The lionfish has become a problem in Florida waters and the population is growing almost exponentially.
Dr. Tom Frazer, interim director of the University of Florida’s School of Natural Resources and Environment, said the problem is due to the lionfish population’s lack of natural predators.
He said the absence of natural predators leads to the lionfish devouring large numbers of different fish populations prosperous for Florida fishermen. This can also lead to heavy ecological losses.
“(The concern) is that they prey on a lot of other organisms that are of value to Floridians, either commercially important fishes or ecologically important fishes or other organisms.”
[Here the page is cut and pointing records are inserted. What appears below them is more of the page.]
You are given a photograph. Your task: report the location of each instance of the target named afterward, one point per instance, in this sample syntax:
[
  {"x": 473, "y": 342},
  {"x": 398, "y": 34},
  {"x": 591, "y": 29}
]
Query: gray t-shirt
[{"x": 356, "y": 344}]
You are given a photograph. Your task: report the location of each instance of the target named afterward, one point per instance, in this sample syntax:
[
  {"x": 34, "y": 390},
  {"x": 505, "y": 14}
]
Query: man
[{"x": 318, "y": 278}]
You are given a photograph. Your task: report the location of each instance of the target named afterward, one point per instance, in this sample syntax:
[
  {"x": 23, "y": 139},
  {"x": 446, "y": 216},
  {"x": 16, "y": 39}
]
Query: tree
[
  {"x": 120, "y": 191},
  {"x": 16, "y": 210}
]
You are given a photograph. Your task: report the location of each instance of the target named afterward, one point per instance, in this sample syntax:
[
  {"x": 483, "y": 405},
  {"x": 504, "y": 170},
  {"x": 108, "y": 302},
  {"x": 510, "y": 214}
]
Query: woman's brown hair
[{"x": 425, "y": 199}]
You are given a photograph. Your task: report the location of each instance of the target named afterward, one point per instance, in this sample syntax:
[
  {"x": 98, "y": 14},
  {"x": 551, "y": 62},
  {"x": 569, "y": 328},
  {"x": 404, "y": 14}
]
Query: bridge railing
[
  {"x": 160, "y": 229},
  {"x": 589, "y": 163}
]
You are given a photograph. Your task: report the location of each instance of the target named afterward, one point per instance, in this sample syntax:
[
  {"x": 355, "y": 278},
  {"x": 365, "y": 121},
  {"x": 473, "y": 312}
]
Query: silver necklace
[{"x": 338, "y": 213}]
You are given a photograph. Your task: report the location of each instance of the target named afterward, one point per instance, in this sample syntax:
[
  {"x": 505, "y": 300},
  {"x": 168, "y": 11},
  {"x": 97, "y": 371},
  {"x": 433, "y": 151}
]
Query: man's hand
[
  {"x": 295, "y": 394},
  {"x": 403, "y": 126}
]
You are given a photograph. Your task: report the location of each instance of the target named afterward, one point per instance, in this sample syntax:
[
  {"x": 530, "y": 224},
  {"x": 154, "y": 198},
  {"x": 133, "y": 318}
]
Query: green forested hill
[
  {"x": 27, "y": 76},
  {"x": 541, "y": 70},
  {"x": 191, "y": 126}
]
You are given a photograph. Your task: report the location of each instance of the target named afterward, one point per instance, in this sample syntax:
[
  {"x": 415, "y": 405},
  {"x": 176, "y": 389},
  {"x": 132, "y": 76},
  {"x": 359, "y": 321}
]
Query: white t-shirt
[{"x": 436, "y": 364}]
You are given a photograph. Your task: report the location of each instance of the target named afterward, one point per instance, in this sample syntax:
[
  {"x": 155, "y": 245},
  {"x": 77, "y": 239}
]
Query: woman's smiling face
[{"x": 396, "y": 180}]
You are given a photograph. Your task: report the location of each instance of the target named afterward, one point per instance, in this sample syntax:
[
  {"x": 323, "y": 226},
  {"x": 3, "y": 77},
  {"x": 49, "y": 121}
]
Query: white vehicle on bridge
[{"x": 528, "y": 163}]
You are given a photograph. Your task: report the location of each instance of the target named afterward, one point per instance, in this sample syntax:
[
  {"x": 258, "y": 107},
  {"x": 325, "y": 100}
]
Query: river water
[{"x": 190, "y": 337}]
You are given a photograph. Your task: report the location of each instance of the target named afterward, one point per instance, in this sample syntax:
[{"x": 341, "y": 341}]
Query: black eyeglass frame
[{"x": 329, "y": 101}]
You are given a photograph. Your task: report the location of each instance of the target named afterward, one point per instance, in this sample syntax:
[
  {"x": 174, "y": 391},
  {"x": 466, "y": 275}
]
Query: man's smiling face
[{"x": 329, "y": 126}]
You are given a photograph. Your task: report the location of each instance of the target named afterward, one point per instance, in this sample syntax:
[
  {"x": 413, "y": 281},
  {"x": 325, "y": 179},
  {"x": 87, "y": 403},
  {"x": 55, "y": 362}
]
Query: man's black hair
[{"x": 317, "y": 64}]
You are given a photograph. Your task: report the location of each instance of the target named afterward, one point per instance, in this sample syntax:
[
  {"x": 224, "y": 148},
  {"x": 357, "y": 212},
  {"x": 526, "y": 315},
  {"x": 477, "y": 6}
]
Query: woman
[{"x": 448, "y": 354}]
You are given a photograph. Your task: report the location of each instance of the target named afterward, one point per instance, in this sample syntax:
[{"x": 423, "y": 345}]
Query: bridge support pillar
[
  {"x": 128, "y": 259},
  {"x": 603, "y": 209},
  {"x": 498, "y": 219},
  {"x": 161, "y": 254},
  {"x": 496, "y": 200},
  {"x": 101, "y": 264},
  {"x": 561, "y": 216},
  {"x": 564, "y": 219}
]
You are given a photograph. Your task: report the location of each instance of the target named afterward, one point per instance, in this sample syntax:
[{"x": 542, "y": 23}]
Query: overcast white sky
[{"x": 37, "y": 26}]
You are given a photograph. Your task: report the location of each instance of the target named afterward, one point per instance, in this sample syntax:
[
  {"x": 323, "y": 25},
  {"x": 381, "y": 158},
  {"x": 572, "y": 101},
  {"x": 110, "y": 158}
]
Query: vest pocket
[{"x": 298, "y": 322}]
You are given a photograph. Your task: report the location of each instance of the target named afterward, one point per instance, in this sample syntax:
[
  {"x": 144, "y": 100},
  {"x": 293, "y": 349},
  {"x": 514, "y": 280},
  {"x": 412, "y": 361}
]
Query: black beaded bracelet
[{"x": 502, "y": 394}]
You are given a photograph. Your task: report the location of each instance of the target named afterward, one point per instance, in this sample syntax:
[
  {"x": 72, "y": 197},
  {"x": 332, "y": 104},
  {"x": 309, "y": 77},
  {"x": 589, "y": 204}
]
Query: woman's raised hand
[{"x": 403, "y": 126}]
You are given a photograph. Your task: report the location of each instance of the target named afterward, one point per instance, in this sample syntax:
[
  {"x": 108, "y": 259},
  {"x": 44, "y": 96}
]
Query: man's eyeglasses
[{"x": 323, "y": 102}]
The Fishing and Wildlife Commission has tried to remove lionfish, but the effort’s success is still unclear.
Matias Zaffke, owner of Gainesville’s Aquatropics, said selling the fish could help eradicate the infestation in the Caribbean and boost Florida’s economy as an added bonus.
Zaffke sells lionfish and warns his customers about the dangers of owning one.
They’re not one of the store’s more popular fish, but he does sell a fair amount each week.
Even though lionfish are a danger to other species indigenous to Florida, they’re mostly harmless to humans.
Their sting is similar to a wasp’s. They cannot kill anyone unless that person happens to be allergic — highly unlikely, according to Zaffke.